From the twin summits, no snow fell. Water fell. Two thin threads of crystalline water descended constantly down the black rock, glimmering with the last light of day. But the water never reached the ground. It evaporated halfway, transforming into a perpetual mist that shrouded the base of the peaks. The sound was not that of a waterfall, but a deep, sad whisper, a lament of two voices intertwining in the mist.

It was the weeping of the peaks. And right where the mist was densest, where the air vibrated with the potency of residual magic and geological pain, there was a crack in reality itself: an arch of unstable, shimmering energy that showed glimpses of an architectural interior, of hallways and unnatural lights.

The Threshold. Not a door, but an open wound in the world.

Azrael watched the place, his heart pounding hard against his ribs. This was where the lies of the gods converged. This was where his second life, his life with weight and love, would face its ultimate test. He did not look at his friends with worry, but with a deep recognition.

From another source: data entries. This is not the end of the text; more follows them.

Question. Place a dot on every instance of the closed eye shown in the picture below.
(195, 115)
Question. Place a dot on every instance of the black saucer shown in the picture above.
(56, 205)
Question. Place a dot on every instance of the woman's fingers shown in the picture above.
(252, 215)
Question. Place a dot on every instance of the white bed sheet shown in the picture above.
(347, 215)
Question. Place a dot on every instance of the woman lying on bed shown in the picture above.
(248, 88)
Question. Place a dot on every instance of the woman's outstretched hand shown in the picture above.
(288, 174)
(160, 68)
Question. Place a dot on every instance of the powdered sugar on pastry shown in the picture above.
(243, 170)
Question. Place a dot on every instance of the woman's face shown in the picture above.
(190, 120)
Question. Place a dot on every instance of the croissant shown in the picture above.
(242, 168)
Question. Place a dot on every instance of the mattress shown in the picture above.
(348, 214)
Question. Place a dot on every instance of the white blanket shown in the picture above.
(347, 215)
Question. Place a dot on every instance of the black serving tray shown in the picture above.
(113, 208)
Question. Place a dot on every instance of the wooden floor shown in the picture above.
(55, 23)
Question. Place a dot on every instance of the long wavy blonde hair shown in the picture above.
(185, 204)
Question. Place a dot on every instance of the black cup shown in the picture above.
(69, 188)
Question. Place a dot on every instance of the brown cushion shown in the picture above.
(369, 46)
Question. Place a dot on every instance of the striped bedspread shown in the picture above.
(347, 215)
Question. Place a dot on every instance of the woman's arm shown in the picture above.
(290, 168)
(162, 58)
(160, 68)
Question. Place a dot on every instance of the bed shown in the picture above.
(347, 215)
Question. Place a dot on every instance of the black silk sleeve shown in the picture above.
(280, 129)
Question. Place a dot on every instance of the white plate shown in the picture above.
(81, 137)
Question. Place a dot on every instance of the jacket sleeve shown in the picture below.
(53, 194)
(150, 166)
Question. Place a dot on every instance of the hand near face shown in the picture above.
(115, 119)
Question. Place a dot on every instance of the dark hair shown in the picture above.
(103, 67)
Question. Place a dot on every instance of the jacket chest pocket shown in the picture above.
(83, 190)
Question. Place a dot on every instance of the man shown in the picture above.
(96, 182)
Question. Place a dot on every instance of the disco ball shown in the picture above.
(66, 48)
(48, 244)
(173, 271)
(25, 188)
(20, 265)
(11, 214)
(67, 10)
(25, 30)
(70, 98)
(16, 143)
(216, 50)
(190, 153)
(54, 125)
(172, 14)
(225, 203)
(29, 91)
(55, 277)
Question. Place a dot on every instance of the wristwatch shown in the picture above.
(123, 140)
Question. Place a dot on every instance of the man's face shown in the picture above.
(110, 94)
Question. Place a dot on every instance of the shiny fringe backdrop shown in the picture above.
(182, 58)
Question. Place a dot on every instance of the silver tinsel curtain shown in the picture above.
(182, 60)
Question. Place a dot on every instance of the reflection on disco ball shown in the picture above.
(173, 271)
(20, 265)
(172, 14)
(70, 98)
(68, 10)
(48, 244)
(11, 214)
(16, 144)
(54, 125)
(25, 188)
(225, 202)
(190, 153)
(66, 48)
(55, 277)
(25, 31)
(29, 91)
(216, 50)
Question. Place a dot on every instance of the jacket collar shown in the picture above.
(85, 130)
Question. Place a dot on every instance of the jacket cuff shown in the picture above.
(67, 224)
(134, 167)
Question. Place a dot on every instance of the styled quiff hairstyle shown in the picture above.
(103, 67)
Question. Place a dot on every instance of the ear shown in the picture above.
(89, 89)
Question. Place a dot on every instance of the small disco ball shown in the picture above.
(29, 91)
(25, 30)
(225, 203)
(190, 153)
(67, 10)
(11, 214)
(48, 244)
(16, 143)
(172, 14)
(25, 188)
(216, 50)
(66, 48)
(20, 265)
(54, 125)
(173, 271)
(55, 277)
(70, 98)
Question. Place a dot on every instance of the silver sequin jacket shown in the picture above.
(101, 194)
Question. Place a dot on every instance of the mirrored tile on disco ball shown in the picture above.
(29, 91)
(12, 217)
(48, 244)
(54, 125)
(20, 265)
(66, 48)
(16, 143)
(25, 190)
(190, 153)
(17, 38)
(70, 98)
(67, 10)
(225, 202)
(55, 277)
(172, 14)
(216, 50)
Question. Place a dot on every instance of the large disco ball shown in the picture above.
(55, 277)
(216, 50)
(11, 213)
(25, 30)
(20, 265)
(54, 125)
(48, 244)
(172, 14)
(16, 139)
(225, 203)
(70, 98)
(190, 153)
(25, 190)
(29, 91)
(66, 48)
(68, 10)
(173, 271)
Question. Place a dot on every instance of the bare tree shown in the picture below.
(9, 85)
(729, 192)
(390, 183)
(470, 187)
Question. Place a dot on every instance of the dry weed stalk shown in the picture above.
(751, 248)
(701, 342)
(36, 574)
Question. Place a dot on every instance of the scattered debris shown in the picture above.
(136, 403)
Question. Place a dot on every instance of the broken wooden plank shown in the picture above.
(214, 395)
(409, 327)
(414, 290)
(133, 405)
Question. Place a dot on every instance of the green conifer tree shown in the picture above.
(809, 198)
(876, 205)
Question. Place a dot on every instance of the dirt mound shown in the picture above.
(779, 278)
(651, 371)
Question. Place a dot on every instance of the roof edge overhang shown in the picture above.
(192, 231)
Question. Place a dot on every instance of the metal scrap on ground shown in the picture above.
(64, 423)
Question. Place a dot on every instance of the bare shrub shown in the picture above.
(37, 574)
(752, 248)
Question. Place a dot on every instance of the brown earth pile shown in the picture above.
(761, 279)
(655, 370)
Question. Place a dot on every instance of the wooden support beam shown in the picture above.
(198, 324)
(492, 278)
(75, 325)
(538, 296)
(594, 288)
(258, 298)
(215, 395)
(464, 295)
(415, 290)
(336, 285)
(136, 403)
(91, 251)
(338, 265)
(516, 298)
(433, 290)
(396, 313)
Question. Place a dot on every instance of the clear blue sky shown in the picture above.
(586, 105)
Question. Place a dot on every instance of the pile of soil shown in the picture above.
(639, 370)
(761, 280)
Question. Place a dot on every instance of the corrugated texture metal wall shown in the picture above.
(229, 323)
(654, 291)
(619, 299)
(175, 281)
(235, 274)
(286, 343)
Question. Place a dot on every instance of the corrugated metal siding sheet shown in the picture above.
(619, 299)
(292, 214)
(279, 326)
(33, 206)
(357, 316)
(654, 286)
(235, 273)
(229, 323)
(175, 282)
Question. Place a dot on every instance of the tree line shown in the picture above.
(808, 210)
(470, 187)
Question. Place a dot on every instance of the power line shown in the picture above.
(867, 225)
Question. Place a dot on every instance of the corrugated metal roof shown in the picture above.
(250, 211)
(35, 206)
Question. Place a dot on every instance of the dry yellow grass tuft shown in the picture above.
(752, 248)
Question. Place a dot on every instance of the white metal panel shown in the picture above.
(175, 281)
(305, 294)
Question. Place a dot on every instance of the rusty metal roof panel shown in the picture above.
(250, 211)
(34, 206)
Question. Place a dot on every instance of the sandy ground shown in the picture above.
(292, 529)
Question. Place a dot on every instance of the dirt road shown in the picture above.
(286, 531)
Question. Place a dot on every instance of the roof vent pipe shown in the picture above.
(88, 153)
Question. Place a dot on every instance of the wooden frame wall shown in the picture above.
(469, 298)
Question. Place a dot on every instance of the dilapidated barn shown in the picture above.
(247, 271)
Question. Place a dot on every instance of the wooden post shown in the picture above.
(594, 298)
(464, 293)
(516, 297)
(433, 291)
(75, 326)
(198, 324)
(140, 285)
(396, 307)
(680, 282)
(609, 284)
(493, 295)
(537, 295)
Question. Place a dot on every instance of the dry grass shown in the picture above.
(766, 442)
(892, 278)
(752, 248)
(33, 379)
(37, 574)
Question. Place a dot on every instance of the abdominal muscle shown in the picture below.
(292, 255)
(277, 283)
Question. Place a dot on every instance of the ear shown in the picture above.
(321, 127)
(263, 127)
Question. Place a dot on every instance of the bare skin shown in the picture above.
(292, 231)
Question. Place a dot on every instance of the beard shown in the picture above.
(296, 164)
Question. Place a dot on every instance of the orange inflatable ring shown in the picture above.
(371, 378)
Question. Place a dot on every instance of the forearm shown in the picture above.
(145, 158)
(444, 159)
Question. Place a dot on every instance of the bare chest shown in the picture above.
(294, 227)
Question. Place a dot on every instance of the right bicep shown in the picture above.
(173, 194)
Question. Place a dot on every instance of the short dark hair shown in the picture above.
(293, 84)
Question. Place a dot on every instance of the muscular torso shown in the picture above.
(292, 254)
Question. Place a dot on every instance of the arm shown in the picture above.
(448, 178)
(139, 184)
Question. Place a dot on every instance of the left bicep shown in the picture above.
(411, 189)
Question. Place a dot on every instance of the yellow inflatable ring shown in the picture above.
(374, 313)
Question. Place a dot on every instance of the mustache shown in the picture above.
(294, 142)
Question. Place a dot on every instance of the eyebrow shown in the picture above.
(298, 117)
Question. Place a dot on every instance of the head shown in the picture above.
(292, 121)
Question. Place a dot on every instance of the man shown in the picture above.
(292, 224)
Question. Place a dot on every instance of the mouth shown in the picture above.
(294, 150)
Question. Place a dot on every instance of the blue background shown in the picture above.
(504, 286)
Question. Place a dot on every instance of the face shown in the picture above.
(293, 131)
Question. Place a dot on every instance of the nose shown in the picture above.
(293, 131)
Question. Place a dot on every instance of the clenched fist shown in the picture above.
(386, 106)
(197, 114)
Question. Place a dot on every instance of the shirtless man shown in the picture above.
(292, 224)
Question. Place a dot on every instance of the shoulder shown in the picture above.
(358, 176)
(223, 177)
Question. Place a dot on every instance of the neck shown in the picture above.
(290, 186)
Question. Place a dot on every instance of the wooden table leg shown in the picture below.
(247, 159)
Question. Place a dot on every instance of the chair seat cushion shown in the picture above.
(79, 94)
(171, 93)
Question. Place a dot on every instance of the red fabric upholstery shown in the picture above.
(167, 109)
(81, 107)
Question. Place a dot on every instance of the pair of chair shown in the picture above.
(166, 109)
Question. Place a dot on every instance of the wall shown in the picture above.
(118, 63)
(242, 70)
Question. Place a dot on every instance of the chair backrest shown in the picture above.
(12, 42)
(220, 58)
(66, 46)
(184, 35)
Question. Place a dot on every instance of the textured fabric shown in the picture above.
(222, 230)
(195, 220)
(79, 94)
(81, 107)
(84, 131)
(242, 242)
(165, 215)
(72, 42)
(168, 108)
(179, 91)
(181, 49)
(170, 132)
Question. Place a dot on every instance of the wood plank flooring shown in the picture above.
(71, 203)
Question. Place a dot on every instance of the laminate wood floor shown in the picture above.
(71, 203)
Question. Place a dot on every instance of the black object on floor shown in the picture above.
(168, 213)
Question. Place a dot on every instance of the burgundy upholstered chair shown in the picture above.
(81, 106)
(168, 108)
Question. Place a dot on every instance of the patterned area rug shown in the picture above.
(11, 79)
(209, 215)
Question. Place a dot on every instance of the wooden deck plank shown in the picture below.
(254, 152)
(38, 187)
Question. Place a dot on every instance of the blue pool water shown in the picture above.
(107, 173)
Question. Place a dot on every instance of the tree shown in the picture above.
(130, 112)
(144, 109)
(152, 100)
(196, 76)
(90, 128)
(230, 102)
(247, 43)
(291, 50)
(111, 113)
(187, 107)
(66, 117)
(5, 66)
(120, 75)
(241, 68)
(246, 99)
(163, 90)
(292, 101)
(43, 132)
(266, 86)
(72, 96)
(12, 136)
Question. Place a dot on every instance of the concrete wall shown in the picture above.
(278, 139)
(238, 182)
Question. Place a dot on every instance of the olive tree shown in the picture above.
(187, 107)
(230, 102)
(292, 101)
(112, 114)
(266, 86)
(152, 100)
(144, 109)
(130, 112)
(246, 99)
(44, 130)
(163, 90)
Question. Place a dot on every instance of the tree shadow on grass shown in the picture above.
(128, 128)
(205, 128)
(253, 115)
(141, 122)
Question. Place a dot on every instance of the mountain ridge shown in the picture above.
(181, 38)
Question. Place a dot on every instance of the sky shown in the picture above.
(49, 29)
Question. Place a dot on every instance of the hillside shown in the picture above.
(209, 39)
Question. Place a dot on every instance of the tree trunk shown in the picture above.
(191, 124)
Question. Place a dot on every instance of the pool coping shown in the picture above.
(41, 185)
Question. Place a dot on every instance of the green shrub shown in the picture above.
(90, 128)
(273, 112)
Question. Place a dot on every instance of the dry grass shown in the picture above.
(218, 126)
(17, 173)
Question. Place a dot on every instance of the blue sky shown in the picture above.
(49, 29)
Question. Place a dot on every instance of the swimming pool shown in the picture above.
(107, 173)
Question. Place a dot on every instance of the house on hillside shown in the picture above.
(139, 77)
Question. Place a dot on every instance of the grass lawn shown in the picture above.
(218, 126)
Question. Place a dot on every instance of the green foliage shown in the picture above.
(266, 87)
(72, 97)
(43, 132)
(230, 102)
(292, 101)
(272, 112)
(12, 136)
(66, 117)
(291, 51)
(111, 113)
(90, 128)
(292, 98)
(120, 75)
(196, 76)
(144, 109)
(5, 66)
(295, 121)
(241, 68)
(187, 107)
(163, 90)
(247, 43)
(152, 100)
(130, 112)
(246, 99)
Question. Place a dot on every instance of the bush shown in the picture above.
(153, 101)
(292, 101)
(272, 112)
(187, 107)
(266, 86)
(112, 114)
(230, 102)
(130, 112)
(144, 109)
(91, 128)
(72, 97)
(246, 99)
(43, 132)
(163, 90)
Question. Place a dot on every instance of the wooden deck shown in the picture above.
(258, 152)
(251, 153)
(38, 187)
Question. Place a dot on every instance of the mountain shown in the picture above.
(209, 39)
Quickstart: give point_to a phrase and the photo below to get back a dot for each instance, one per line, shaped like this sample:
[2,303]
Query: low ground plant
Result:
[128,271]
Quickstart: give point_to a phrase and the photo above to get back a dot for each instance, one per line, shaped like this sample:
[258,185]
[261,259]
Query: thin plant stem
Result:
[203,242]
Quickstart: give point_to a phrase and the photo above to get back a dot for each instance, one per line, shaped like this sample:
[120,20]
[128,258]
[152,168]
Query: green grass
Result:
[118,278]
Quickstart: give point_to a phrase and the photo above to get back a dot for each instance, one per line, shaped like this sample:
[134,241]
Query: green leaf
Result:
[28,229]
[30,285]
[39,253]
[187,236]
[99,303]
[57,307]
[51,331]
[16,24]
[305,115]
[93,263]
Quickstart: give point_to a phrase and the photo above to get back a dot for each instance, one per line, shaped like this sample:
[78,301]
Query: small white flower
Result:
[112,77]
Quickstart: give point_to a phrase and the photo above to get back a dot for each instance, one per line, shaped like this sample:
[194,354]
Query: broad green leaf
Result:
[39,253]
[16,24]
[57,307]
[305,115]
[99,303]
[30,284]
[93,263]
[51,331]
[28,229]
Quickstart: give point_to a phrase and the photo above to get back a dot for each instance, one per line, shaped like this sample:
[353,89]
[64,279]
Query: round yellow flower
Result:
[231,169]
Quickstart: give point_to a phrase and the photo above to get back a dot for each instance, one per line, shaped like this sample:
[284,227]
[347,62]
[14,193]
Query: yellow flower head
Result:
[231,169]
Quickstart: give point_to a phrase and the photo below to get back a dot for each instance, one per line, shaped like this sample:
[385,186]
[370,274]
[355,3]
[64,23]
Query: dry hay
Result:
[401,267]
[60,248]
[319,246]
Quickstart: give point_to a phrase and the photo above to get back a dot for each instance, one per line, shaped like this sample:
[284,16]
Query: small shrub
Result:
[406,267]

"They are in there," he said, his voice firm over the whisper of the mountains. "Our task is not to force our way in. It is to wait. To observe. And when one of them comes out, or when we can approach without being destroyed by that place… we will offer them the truth. We will offer them a path home, even if that home is here, in this broken world, and not in the one they promised."

They hid among the rocks, within sight of the shimmering Threshold, four shadows against the world's wound, preparing to change the rules of a divine war with the simple, revolutionary power of a human choice.